Cette eau de feu apparaît ainsi sous des couleurs plus variées, moins sombres qu’on ne l’imagine en général. Elle est d’un haut intérêt pour la richesse du pays : la récolte d’environ 100 000 hectares du sol français, cultivés en betteraves ou en céréales qui se transforment chaque année en alcool, représente, comme journées de labeur agricole, 10 millions de francs, et 8 millions comme main-d’œuvre industrielle pour la distillation. Cette opération-ci exige à son tour, de la part des usines où elle s’accomplit, une dépense de plus de 400 000 tonnes de houille ; l’outillage est, pour les constructeurs de machines, un élément de travail considérable ; le transport des matières qui servent à l’approvisionnement des distilleries, celui des marchandises qu’elles livrent à la consommation, fournissent à nos chemins de fer une bonne somme de trafic.

Les sous-produits eux-mêmes, drèches, tourteaux, engrais, ne sont point méprisables ; on évalue à 4 millions et demi de francs le carbonate de potasse contenu dans les résidus salins de la betterave. Et nous n’envisageons ici que l’alcool d’industrie, parce qu’à la vérité il constitue, lui seul, les neuf dixièmes du total annuel. Mais quelle ressource les eaux-de-vie de vin, de cidre, de marcs et de fruits divers apportent au budget rural, il suffit, pour l’apprécier, de posséder un coin de terre en pays de raisins, de pommes ou de cerises.

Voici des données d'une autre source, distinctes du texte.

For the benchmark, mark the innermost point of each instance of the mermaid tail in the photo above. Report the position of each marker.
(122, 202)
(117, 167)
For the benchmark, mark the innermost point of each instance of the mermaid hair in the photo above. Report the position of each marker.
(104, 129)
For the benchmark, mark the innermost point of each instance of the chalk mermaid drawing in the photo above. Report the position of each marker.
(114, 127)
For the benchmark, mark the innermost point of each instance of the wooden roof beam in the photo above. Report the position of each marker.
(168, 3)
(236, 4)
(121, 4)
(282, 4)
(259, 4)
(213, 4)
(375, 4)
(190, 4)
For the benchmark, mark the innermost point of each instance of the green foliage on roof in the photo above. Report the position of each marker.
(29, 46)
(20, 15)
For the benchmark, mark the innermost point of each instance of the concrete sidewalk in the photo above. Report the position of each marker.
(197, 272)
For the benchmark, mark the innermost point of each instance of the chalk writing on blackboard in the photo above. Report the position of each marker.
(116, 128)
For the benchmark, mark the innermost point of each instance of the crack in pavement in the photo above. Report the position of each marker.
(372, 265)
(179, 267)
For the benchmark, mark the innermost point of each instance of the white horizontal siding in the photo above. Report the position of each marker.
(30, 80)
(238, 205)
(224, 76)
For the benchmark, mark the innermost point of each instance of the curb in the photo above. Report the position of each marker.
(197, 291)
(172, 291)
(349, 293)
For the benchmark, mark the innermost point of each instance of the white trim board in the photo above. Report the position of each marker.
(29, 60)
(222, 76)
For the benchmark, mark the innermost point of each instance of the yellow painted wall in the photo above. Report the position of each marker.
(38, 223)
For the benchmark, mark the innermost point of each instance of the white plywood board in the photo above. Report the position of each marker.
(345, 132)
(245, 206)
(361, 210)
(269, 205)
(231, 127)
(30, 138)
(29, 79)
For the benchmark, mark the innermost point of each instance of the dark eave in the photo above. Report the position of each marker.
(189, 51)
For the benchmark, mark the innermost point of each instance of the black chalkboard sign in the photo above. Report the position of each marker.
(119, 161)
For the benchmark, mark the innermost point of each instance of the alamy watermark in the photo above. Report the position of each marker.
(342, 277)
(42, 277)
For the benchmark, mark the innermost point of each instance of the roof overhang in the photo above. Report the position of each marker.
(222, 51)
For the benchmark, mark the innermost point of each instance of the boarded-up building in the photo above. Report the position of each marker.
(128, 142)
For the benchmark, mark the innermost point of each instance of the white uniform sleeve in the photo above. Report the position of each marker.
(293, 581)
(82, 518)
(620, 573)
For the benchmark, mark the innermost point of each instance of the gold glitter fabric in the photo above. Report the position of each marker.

De la rustique chaudière des campagnards, de l’alambic géant du manufacturier, jusqu’au « zinc » humide des cabarets, ou jusqu’à ces carafons symétriques, groupés naguère en des étuis cadenassés sous la dénomination de « caves à liqueurs, » l’eau-de-vie passant de mains en mains, colorée, coupée, sucrée et ingénieusement aromatisée, a rencontré sur sa route le « commis des aides, » comme on disait sous l’ancien régime, l’agent du lise, auquel elle a versé, pour entrer dans le monde, un péage parfois égal au quadruple de sa valeur primitive. De là un nouvel intéressé à la vente : l’État, qui trouve moyen de se faire payer annuellement 270 millions de francs, par les contribuables désireux d’éprouver la sensation d’une brûlure flatteuse dans le gosier.